As we all know, with great power comes great responsibility. When you plan on choosing such a job as your career choice, preparation is key. If you want to go into battle and fight for what’s right, you’re going to have to obtain the physical attributes that go along with it, so you are as prepared for as many situations as possible.
“I’m bettering myself—I work out every day, run in the mornings, and go to training with my recruiter,” Reymar reveals.
Preparation is key—because when regarding this topic, the possibilities are endless. You may think that these students won’t officially be enlisted until a while down the road, but these seniors will take their first steps on an official military base before you know it. Obviously, it varies for each and every one of them. That doesn’t change the fact that it will most likely happen before the year ends, since most will head out to boot camp by fall 2019.
Like everyone else, Reymar will be sent off to boot camp soon to continue his preparation.
“I leave boot camp, I think… June 13 it is,” Reymar says.
Only this time, it is under the authority and observation of the Recruit Division Commanders, who most of us know as the drill instructors.
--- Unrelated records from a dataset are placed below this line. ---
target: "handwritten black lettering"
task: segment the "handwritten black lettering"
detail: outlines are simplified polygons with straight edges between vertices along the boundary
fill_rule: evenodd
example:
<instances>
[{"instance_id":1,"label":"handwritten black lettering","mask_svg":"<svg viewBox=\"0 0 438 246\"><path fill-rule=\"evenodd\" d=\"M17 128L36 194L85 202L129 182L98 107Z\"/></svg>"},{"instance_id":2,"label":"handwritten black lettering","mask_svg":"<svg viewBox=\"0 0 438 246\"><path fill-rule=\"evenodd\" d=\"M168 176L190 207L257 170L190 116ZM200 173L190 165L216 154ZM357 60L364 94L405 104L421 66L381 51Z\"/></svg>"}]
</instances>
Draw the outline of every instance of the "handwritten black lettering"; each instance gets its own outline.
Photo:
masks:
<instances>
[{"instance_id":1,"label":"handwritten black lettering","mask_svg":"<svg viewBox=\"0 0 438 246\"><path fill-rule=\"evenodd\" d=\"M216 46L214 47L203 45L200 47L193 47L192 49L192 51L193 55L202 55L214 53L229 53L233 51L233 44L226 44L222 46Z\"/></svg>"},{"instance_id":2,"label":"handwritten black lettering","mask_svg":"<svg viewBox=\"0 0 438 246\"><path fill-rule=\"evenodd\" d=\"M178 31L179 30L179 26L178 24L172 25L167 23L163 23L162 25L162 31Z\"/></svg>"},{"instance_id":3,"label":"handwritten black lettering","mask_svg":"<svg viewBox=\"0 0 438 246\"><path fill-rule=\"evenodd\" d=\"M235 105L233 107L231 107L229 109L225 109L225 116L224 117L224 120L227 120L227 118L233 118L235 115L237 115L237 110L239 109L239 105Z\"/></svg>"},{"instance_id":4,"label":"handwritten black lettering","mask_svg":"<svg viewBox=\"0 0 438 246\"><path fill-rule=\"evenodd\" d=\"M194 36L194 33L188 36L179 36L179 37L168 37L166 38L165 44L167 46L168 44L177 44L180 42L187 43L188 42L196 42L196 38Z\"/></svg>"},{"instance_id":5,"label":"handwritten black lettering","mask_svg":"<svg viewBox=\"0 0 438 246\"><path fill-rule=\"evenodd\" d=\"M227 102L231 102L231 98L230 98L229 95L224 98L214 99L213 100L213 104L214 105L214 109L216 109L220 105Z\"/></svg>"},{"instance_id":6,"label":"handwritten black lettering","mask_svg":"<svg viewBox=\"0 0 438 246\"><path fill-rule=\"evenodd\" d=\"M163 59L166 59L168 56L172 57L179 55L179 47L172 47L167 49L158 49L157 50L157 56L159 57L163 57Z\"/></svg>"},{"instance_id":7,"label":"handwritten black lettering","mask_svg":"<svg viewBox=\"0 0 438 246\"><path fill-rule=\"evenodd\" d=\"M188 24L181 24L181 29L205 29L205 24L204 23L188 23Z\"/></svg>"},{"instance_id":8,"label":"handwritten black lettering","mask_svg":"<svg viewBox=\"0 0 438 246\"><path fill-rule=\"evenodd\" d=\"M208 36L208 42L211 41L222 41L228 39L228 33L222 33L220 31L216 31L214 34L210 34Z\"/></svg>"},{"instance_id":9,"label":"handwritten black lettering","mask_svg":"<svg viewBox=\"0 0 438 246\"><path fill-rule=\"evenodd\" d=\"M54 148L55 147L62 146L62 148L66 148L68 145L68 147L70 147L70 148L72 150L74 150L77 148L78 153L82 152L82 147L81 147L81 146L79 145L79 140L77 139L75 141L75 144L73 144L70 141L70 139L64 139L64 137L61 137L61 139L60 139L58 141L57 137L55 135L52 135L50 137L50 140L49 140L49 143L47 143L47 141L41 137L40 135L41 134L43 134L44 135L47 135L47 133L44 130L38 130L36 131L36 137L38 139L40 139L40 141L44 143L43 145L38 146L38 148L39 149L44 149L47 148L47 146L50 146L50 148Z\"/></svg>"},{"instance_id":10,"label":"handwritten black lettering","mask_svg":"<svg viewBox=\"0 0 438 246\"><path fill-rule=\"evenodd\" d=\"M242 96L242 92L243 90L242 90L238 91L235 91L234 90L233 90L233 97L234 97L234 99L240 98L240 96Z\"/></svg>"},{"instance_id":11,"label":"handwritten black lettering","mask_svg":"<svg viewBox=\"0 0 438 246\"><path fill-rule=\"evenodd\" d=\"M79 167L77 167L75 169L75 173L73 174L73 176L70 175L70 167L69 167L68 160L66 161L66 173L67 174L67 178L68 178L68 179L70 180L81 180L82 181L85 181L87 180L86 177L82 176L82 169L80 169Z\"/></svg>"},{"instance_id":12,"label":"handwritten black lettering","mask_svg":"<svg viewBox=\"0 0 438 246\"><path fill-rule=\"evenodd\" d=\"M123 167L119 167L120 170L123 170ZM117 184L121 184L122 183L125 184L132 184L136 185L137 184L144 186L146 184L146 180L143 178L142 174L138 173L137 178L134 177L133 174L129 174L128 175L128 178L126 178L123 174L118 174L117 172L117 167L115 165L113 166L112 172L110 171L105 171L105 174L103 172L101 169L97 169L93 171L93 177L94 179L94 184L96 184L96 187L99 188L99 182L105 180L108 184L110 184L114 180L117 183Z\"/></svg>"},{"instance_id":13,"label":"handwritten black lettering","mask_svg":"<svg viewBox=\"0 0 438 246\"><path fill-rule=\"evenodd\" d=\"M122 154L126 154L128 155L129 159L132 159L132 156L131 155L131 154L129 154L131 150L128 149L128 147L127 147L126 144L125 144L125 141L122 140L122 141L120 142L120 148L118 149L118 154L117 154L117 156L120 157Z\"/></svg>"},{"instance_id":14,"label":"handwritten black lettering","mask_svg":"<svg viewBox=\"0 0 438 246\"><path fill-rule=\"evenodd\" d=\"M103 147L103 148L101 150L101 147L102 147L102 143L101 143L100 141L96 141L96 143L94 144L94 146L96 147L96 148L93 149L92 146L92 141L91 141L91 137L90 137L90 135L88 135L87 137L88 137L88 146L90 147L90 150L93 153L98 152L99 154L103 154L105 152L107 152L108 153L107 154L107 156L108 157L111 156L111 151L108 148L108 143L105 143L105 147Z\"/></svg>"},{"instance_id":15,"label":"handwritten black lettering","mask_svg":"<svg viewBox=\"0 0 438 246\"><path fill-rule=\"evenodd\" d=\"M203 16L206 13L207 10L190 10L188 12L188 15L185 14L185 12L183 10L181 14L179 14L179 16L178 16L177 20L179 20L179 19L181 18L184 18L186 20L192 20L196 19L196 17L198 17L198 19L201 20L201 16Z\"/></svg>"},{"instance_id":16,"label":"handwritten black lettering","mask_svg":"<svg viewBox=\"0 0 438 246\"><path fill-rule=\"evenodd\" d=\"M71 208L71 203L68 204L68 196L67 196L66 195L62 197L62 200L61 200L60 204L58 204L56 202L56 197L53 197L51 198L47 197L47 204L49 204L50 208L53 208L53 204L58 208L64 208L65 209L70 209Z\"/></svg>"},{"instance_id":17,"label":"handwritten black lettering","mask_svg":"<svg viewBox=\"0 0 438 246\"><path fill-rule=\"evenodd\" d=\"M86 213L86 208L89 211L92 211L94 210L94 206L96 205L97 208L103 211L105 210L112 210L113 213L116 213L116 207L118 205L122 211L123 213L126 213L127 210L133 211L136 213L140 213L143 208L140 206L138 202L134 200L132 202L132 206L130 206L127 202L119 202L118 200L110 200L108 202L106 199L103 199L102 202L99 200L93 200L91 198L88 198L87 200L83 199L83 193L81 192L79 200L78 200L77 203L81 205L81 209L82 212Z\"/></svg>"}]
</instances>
Before being enlisted into the military each individual must qualify completely. Corpsman and others involved do a very strict background and health check, which helps them figure out if they are qualified for the position or not.
“They medically screen you. So you do a drug test, your eyes, hearing. They also give you a questionnaire, and then they take your blood,” Reymar stated.
The information they get out of them is evaluated very precisely, because if you do not qualify 100%, you are packing your bags and heading right back home. Of course, these high school seniors know exactly what it takes to live such a lifestyle.
“After boot camp, I have one day in between a 50-mile radius of the base that I can communicate to family,” Reymar noted.
That can’t be easy either. Just imagine being 18 or 19 years old and already having to say your goodbyes to your family for the next four or so years. It could be a very hard experience for some of these students, but even the deepest of emotions is not stopping these seniors from doing such a deed for their country.
For some, they may view the military as a vicious, rough road to go down. Luckily, these seniors aren’t focused on that. For them, this is what they’ve always dreamt of doing.
“I just thought [enlisting] was the right thing to do. I’ve always wanted to do it since I was like 5 years old,” Reymar says.
The bravery and courage of these students is outstanding. A great amount of respect is earned after properly following orders and serving for our country. It’s a sense of great pride, which these young students, along with their families will be carrying with them for the rest of their lives.
Disclaimer: Rhyan Reymar is a staff reporter for 42Fifty. He was not involved in the writing or editing of this article.